#  > 【月之花海】獸迷、毛毛、Furry討論區 >  > 毛毛作品賞析 >  > [影視] Beijing Opera Cats

## o哈士奇o

不知道有沒有人貼過這部中國動畫
《京劇貓》是由北京璀璨星空文化發展有限公司出品的一部將傳統文化中的京劇元素與動畫相結合的中國原創動畫，劇情以貓為主角，以中國的國粹京劇為題。

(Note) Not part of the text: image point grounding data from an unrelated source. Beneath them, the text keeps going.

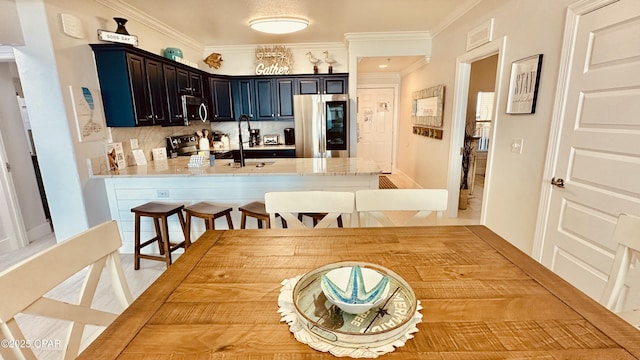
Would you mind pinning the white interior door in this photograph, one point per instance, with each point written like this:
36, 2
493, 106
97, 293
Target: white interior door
375, 126
598, 151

本劇主要講述的是一個拯救貓土的故事，居住在咚鏘鎮上的星羅班驅散混沌，淨化十二宗，打敗邪惡大反派：黯，拯救貓土的故事！於是自然而然地發生了一些刺激，搞笑的故事。

京劇貓第一季1~60集，每集20分鐘上下
youtube只到20集剩下的的要去優酷看





第二季可能在2017春節出

----------


## 狼王白牙

感覺比起往日的國漫來說，進步得非常多了，各項分鏡、特效以及片頭曲都有下功夫。
聽說北京銀行對於文化產業的貸款不遺餘力，越來越有國際水平的如 "捉妖記" "大海魚塘" 等作品推出越來越快
第一集沿街叫賣 "上好的貓砂" 跟貓爪上的 "爪表" 以及貓的國土 "貓土"
這些詞句才叫做徹底的貓語化啊 : 3

以下只是開玩笑的，不要當真 : 3
有許多產業快速崛起的都是二戰時被打得夠慘的，如日本動漫，德國工藝，
義大利的話我不知道但有很多義大利獸畫家畫出長篇漫畫，比例上很高

國漫還有創意上的短板，可能是過去悠久的歷史文化使然，或是10年砸得不夠 : 3
甚麼時候拍點 "宇宙戰艦遼寧號" 或是哪位大能者乘坐時空機回到三國時代
協助諸葛亮的故事  "孔明借東風"借的其實是現代的 DF 導彈  這種題材有沒有想過 : 3

----------